Mi hijo es muy buen luchador, yo mismo le he enseñado”, dice satisfecho Abu Rawa, que combatió durante la guerra civil (1975-1990). Ihab Abu Amar tiene 13 años y dos cicatrices de guerra. “Hace tres meses, un francotirador de Jabal Mohsen (el barrio alauí) me disparó y una bala me hirió”, explica el niño, que se levanta la camiseta para mostrarnos las heridas; una en el abdomen y otra, en el costado. Pero Ihab asegura que no tiene miedo y que volverá a luchar.

“Esto es la guerra”, alega Abdala, otro miliciano de 16 años, antes de agregar que “nos atacan todo el tiempo”. Los jóvenes son la avanzadilla en cada una de las incursiones a la primera línea del frente. “Cuando subimos a Yabal Mohsen, los menores se quedan para proteger el barrio”, explica Abdala. Parece como si la guerra fuera la única motivación de los jóvenes de este barrio marginal, sin esperanzas de futuro y con un enorme odio hacia su vecino, que aprenden desde niños. 
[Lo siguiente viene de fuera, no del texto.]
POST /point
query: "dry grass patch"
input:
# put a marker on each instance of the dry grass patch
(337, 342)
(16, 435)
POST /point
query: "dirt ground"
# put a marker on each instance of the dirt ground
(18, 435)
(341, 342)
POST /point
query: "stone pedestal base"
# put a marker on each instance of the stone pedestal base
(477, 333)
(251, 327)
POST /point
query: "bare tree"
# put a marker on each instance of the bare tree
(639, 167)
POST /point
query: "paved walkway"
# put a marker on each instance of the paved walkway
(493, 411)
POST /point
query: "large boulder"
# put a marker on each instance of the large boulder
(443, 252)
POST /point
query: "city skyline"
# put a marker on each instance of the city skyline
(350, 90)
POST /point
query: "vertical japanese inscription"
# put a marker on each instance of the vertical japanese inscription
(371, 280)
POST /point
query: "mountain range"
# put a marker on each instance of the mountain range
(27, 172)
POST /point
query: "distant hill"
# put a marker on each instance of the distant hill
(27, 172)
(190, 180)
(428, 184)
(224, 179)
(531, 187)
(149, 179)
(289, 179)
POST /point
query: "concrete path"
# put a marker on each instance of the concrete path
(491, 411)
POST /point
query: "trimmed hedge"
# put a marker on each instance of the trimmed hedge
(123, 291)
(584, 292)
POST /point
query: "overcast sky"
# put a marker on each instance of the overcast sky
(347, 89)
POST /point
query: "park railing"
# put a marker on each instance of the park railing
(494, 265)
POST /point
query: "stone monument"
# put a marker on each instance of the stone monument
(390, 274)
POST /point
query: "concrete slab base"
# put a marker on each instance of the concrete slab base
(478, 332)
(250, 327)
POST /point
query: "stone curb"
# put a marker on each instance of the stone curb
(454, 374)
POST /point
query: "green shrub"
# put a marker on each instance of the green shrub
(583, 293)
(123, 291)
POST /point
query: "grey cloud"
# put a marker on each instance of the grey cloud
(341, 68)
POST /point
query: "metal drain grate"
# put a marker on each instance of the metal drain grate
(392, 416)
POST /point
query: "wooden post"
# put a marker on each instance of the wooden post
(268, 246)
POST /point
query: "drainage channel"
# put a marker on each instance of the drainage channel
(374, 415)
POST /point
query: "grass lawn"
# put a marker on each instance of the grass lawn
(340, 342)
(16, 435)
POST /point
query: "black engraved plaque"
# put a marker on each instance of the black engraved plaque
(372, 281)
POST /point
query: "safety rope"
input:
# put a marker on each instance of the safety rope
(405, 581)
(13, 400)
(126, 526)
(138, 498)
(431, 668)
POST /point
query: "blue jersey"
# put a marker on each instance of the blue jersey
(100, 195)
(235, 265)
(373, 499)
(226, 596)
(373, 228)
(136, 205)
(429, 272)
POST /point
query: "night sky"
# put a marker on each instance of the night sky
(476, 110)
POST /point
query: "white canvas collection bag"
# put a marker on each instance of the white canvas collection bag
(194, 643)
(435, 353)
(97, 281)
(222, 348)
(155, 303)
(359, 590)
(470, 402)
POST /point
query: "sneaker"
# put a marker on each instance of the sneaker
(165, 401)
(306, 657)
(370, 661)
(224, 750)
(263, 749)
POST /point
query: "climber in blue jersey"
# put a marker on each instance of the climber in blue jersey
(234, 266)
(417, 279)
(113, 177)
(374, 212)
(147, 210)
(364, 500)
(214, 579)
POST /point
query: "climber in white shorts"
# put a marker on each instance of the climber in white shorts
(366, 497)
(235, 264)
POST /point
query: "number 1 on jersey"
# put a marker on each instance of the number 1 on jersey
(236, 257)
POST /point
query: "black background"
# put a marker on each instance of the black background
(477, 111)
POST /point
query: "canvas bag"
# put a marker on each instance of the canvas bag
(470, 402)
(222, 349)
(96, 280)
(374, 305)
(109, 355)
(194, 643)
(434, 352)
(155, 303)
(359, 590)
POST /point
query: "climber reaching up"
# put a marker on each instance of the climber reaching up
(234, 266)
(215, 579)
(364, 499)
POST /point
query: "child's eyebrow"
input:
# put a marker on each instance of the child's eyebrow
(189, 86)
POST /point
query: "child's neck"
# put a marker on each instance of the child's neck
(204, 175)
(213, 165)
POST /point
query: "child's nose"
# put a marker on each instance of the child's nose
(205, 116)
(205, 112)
Hussein no sueña con ser futbolista, piloto de carreras o astronauta, como la mayoría de niños de su edad. A sus cinco años quiere ser combatiente, como su padre. La guerra se ha convertido en algo tan cotidiano en los barrios rivales de Bab el Tabaneh, de mayoría suní, y su vecino Jabal Mohsen, alauí, que los niños juegan a combates imaginarios con fusiles fabricados con dos palos de madera. Su padre es el jeque Ahmad y dirige un batallón de 1.000 milicianos salafistas, que defienden el barrio suní.